Suzi Birz, principal, HiQ Analytics, LLC
Finding a technology that has benefits for clinicians,
patients and their families is not always easy. Wireless technology offers that
opportunity.
Wireless technology allows electronics to be used without
being wired together. A garage door opener is a wireless technology with which
we have been familiar for decades. Other familiar equipment that can be used in
a wireless environment includes cellular telephones and personal digital
assistants (PDAs). Wireless communication now allows the ability to connect
equipment to networks and the Internet.
Hospitals across the country are putting in a wireless
infrastructure and finding technology for improving patient satisfaction,
patient safety and clinician efficiency.
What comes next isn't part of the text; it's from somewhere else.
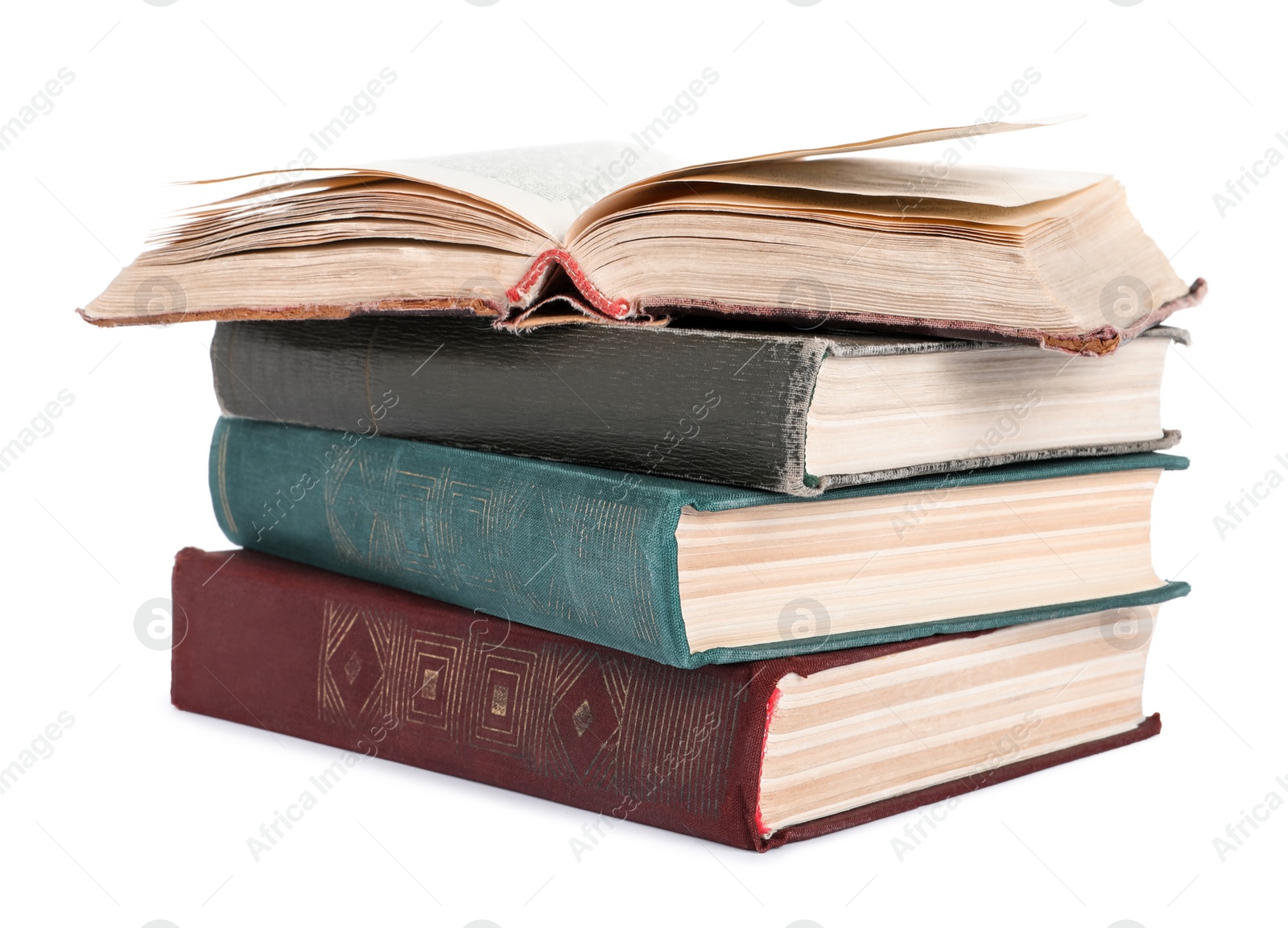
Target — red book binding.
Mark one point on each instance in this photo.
(366, 668)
The University of Chicago Medical
Center (UCMC) has recently completed a wireless infrastructure throughout the
facility, to the benefit of staff and visitors alike.
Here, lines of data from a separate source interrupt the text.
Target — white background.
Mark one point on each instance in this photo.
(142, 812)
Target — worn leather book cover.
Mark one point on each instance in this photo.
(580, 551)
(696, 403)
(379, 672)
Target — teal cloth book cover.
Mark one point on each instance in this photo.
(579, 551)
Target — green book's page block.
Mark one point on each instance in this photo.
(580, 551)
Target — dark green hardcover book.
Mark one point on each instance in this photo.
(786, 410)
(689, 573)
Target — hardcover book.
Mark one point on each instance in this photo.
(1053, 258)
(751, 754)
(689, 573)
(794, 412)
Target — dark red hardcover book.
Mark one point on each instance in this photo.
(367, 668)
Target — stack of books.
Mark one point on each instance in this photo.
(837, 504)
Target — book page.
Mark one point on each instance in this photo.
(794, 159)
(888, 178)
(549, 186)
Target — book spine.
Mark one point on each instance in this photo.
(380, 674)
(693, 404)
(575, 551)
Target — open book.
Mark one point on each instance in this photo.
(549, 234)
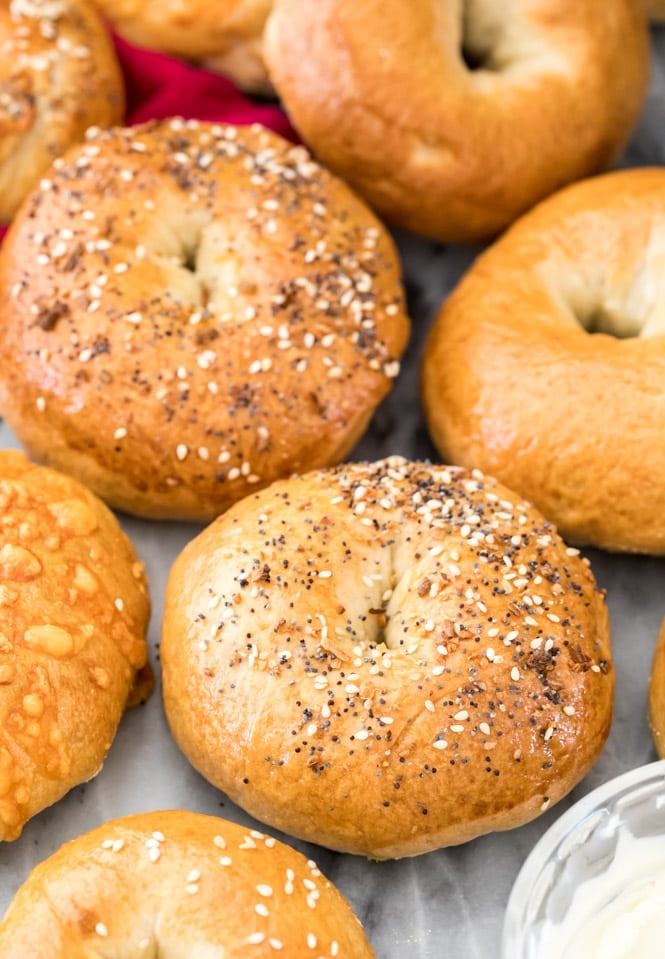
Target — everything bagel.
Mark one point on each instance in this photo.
(453, 118)
(177, 884)
(189, 311)
(58, 76)
(546, 365)
(387, 658)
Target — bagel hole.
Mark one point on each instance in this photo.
(598, 321)
(479, 37)
(189, 260)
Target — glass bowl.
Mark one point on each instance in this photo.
(606, 847)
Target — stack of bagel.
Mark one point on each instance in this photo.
(198, 323)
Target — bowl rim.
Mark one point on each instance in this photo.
(559, 830)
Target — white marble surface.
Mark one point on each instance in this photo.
(451, 902)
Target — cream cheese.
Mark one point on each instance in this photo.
(619, 914)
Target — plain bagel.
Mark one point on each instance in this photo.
(73, 615)
(387, 100)
(387, 658)
(58, 76)
(223, 35)
(190, 311)
(178, 884)
(546, 366)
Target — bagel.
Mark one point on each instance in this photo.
(657, 695)
(386, 658)
(387, 100)
(190, 311)
(546, 365)
(178, 884)
(58, 76)
(225, 36)
(656, 10)
(73, 615)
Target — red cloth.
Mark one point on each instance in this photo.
(158, 86)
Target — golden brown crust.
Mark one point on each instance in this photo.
(386, 100)
(387, 658)
(73, 614)
(179, 884)
(657, 695)
(225, 35)
(191, 311)
(514, 383)
(58, 76)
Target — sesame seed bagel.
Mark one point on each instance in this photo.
(73, 615)
(176, 884)
(224, 35)
(58, 76)
(387, 658)
(657, 695)
(190, 311)
(546, 365)
(455, 119)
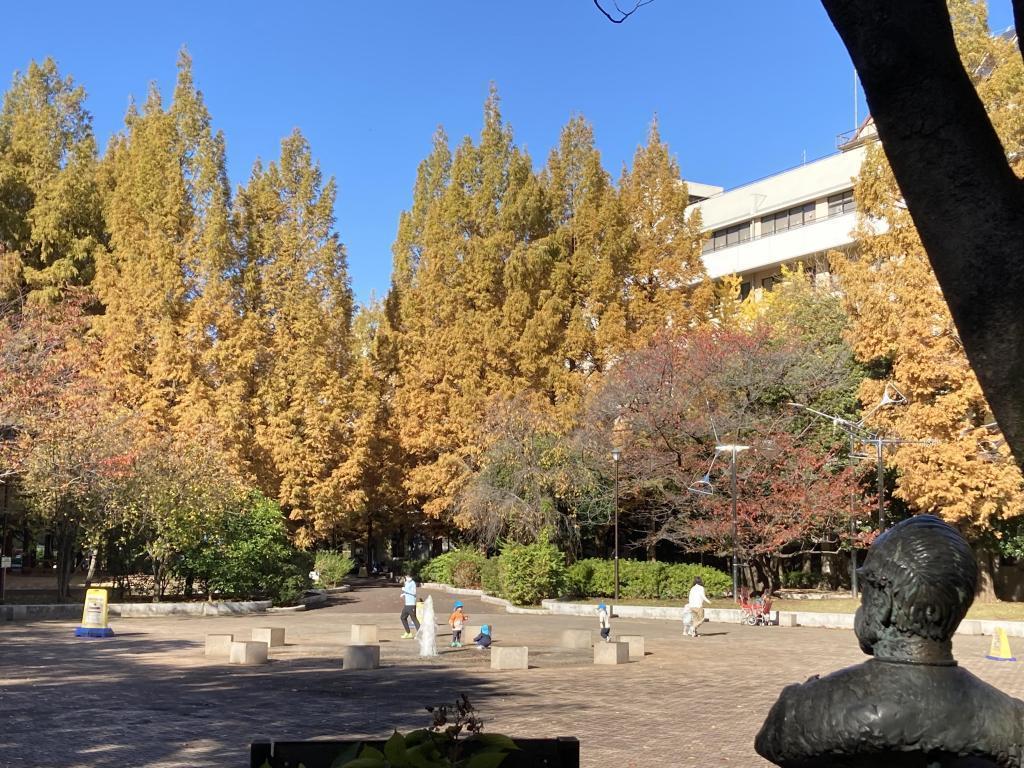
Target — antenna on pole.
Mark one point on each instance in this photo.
(855, 122)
“This infrastructure allows ubiquitous access for staff,
patients and family in all clinical areas,” explained Anthony Rubino, UCMC’s
assistant director for information services.
How is it being used?
Children in the University of Chicago Children’s Hospital have
Internet access through the television in their patient room, which has proven
to be beneficial to their spirit in an otherwise difficult situation.
“Surrounding the children with things that they have at home
has already shown an improvement in attitude during their hospital stay,” Rubino
said.
Members of the family can bring in a laptop and connect to the
Internet to work or to connect with other family members.
“Many of our patients are here for extended stays and families
cannot always take an absence from work,” Rubino added. “This allows them to
work while being active with their kids.”
With respect to clinical services, wireless has been used to
enhance the computers on wheels, paging, telemetry, cellular telephones,
handheld devices and nurse-call systems. The nurses now carry telephones with
them and the nurse-call system sends alerts to the telephone. When a nurse pages
a physician, the physician can call the nurse directly rather than calling the
nursing unit desk and engaging in a round of phone tag. Telemetry alerts go
directly to the telephone as well.
These improvements have had benefits that go beyond the use of
the technology.
“It enhances the ability to provide more care, more time at
the bedside and less running around,” explained Joyce Keldsen, RN, director of
call center services at the UCMC. “Patient safety is improved with the real-time
alert to the telephone if the patient’s call light is not answered right away
and with physicians able to reach the nurse wherever she is.”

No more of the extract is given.